PBMs and insurers, however,
argue that rebates must remain secret in order to maintain the negotiating
advantage and competitive bidding that brings prices down. Plus, if two
manufacturers of a specialty drug know each other's price, they can tacitly
collude to raise it. Danzon said this is why the Congressional Budget Office
(CBO) has assumed in their analysis of legislative proposals that making
rebates fully transparent could increase costs for programs like Medicare.
"The argument for
transparency is very intuitive, people understand that, but the fact the CBO
has consistently come out against full transparency -- that has economic
argument behind it," Danzon said.
Meanwhile, Ben Wakana,
executive director of Patients for Affordable Drugs, told Truthout that
consumers would benefit from more transparency in the rebating system -- if not
a different system altogether -- but rebates are not the only factors pushing
up drug prices. In the United States, drug manufacturers enjoy patent
exclusivity on new drugs for years, allowing them to charge monopoly prices.

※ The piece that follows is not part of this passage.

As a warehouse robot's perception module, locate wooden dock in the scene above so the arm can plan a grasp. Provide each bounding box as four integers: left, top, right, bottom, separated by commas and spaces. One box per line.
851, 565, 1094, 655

They also spend huge amounts of money on advertising and influencing
politicians.
"Drug companies can claim
they have to raise drug prices to pay PBM rebates, but ... they could take
those terrible ads off the air and stop paying their CEOs a hundred million
dollars," Wakana said. "It's a murky system and patients need to know
where their money is going, but drug corporations have to lower their prices."
Wakana supports allowing the
government to negotiate drug prices with the buying power generated by millions
of Medicare members, a proposal supported by progressives in Congress. Perhaps
if drug prices came down, then insurers would not be so reliant on rebates to
control costs. Still, the question of whether consumers are getting what they
pay for from insurance providers remains, and that's exactly how drug makers
like it.
There are profiteers standing
on all sides of the drug pricing equation. Consumers are stuck in the middle,
shelling out monthly premiums along with rising out-of-pocket costs at the
pharmacy. However, the more light we shine on this system, the more we see it
beginning to crumble under its own weight -- and the weight of public opinion.